I understand what you're getting at, but I thought most of those actions (such as grappling) could already be done if you had a free hand. Also I'm pretty sure rogues don't get a fighting style. But interesting thoughts nonetheless.
 

Dual-wielding eats up the bonus action, which Rogues actually have other good uses for. I think a mobility/damage tradeoff is perfectly reasonable, especially for a melee combatant with d8 hit die and light armor. Dual-wielding Rogues should deal more damage - they're gaining it at the cost of becoming significantly easier targets.
 

I didn't say I was giving the rapier wielder Advantage; I said +2 to hit.

And yes, it does give them a tiny increase in their chance to crit with sneak attack; 35% of the time, they'll miss with their first attack and then 5% of those times they'll crit. That increases their sneak attack crit chance from 5% to 6.75%; basically negligible.

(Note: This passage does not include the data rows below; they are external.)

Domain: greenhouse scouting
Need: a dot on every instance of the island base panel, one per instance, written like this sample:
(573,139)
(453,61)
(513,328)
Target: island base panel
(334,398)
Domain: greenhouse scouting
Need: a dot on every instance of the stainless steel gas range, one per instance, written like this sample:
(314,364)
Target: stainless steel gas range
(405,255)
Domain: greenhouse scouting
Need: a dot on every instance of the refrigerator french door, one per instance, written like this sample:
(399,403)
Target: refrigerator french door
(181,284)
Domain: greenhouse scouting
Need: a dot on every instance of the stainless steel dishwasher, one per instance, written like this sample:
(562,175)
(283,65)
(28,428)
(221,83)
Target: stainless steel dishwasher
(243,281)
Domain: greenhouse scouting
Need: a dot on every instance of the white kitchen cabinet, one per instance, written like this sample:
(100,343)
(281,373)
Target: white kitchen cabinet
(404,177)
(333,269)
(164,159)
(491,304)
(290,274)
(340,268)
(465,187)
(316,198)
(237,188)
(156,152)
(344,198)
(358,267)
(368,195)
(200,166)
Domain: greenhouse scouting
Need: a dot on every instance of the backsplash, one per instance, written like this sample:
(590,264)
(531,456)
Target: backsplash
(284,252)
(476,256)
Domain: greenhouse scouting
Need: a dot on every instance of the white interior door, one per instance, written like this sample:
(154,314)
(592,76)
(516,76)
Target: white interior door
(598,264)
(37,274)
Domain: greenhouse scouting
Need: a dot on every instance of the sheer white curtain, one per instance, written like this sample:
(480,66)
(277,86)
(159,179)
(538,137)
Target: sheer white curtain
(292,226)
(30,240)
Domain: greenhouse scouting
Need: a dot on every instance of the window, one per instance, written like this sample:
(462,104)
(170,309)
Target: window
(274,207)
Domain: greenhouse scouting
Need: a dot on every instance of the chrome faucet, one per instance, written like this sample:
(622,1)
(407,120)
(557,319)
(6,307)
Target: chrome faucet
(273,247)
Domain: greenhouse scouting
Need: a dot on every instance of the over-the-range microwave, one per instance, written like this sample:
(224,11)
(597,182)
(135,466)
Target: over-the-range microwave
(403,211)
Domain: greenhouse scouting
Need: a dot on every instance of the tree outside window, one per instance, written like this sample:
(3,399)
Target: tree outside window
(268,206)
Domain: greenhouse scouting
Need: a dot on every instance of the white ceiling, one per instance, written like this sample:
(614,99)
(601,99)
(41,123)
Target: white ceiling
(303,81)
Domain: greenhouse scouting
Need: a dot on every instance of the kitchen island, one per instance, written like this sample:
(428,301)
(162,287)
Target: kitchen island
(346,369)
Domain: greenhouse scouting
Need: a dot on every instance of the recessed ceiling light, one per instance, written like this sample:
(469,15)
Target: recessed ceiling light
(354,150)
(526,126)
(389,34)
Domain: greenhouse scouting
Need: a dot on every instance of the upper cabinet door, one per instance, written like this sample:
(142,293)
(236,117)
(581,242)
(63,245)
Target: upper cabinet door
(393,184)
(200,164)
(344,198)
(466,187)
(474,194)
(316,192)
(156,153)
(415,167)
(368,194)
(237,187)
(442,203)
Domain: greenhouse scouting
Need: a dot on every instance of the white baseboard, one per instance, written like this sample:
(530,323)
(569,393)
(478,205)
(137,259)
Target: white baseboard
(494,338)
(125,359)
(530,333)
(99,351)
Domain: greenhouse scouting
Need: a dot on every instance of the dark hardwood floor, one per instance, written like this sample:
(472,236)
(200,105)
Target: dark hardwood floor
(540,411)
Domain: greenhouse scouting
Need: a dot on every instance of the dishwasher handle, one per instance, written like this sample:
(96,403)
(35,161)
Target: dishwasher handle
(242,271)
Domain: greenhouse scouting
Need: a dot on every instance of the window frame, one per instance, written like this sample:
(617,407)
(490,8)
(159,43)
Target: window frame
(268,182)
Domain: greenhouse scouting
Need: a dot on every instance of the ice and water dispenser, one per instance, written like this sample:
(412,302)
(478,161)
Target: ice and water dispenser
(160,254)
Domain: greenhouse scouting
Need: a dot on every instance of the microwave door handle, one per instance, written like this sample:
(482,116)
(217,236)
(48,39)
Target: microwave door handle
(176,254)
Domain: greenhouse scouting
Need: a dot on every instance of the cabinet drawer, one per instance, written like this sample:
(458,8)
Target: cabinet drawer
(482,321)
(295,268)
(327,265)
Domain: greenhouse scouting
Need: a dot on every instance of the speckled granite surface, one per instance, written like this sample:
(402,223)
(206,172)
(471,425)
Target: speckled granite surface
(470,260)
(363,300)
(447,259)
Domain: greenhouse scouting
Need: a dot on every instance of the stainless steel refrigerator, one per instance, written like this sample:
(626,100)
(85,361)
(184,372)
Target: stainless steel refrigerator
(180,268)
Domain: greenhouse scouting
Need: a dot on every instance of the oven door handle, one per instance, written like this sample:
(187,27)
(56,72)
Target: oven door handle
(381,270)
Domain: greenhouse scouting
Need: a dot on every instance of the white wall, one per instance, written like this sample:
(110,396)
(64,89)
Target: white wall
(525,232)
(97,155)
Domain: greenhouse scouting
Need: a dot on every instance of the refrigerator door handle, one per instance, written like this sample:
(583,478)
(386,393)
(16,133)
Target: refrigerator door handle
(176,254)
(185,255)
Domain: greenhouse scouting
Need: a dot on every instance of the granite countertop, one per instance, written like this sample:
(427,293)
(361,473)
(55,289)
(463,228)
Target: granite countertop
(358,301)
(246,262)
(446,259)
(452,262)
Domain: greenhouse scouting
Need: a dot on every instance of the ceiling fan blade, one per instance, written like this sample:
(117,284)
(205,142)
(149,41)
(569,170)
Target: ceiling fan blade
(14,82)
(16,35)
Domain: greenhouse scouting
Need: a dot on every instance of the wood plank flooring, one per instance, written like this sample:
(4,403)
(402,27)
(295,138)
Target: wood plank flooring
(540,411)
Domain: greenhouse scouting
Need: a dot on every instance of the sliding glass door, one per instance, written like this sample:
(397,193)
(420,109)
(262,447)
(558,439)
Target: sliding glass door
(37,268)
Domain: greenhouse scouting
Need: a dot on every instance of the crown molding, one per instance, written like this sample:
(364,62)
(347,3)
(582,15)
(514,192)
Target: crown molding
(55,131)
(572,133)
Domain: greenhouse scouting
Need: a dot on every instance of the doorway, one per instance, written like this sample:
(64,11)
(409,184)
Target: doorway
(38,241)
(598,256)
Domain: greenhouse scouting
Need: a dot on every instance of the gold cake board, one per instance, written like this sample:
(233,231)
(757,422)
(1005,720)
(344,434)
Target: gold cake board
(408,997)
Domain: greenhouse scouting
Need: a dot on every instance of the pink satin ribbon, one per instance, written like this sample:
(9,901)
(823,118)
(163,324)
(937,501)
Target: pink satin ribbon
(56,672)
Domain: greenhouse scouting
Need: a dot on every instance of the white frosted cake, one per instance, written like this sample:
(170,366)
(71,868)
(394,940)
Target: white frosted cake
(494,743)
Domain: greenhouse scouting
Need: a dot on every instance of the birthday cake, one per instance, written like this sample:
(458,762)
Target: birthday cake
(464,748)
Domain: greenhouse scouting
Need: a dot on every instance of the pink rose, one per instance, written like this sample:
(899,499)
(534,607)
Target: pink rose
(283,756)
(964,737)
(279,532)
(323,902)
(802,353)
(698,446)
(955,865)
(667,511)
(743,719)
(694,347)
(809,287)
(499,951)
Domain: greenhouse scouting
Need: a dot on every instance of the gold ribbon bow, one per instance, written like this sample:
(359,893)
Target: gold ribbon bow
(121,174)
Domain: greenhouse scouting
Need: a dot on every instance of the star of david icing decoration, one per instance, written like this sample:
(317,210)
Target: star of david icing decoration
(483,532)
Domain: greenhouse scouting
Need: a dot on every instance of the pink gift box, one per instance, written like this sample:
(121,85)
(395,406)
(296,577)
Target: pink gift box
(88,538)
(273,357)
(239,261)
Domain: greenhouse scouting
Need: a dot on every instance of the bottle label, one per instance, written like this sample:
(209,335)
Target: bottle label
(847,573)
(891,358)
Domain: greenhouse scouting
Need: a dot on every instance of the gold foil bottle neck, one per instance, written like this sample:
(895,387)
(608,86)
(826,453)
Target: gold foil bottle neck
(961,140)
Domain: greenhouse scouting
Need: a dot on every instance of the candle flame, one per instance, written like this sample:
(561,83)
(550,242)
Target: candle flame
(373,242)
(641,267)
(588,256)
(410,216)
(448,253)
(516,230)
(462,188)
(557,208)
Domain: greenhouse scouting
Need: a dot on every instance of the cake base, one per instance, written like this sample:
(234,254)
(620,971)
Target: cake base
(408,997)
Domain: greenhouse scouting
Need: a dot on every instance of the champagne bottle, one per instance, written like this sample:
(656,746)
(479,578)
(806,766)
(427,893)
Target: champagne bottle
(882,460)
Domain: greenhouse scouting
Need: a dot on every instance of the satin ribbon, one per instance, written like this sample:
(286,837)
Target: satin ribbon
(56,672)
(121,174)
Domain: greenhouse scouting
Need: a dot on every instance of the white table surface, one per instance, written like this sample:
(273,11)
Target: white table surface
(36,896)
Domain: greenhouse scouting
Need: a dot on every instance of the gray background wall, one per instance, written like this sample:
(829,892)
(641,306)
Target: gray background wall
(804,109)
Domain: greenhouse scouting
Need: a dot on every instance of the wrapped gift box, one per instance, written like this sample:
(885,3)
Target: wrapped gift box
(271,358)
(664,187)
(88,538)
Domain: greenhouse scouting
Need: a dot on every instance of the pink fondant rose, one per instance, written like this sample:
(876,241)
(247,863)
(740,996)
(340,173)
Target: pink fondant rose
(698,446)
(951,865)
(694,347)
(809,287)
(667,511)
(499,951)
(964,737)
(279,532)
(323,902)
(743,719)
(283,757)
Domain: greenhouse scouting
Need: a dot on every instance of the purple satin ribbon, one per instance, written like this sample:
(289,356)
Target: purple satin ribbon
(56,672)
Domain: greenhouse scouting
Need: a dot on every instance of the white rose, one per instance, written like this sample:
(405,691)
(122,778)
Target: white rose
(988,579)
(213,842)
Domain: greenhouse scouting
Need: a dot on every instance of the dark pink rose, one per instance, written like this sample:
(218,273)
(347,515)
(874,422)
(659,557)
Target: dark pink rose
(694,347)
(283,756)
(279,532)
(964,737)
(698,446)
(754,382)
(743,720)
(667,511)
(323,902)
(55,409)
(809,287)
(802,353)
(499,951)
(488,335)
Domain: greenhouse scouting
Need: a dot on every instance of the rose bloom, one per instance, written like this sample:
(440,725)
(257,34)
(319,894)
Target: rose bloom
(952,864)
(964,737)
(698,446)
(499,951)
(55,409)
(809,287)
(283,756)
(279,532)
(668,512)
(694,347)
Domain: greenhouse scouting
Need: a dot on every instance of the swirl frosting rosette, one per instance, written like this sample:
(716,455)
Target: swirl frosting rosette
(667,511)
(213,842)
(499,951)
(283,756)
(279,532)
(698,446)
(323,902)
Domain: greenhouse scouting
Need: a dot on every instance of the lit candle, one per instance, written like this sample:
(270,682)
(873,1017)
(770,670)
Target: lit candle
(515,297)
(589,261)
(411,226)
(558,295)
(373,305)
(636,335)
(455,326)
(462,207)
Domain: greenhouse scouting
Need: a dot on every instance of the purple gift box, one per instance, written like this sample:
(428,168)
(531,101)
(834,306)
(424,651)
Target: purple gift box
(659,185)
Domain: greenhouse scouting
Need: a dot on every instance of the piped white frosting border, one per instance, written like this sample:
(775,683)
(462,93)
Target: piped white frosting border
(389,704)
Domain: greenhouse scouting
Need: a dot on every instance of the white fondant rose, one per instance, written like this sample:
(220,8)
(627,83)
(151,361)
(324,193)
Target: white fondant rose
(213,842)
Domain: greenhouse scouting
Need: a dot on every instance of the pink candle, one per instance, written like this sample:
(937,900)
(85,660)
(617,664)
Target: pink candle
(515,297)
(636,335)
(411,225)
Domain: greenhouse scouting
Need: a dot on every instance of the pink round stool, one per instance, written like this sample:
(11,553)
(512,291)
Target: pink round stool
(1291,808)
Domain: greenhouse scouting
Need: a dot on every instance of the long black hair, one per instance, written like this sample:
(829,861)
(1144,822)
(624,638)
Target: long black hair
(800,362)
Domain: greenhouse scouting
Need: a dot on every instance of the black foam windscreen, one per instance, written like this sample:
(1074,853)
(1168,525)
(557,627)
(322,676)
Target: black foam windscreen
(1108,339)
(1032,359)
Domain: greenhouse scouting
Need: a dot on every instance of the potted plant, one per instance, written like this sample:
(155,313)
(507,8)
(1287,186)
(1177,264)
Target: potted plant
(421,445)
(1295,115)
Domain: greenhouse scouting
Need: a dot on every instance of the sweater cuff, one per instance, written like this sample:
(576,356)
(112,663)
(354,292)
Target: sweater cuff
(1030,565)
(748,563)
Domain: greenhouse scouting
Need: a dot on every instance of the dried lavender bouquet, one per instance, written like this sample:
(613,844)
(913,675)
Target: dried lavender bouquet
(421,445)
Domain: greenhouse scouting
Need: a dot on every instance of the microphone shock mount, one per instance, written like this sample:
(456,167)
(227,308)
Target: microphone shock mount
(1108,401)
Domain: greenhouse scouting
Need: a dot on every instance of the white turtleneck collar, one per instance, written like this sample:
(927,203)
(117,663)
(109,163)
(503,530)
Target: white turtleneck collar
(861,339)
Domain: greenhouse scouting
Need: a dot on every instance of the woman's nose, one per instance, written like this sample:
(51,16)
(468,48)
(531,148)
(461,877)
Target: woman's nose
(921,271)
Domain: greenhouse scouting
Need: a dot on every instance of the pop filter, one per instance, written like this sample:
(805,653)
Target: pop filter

And the +2 to hit would be for anyone using a one-handed weapon and an empty off-hand, not as a Fighting Style; it would still work with duelist for the Fighters and such.

As I've shown, my revision still has the single weapon rogue dealing less damage than the TWFing rogue; it just isn't dramatically so. There's still a trade off.
 

Where as a single raiper rogue can hide, have advantage, and then see if either roll crit, rather than taking the first roll that hits like a TWF Rogue has to (or risk losing SA at all if they miss the second attack).
 

Okay, that's where you were getting advantage. That requires a place to hide, and requires succeeding Hide vs. Perception checks (not hard, but another chance of failure). The TWFing rogue gets to just team up with the party meathead and get sneak attack all the time.

If I were convinced that single weapon rogues were getting off hide checks significantly frequently in a multitude of encounter types, I could be convinced to not modify sneak attack as well as granting +2 to hit when one has an empty off-hand. Remember, this is also to give the fighter (and paladin and ranger) an extra option compared to shield use; +2 to hit, or +2 AC. The rogue just really needs it to compare against TWFing.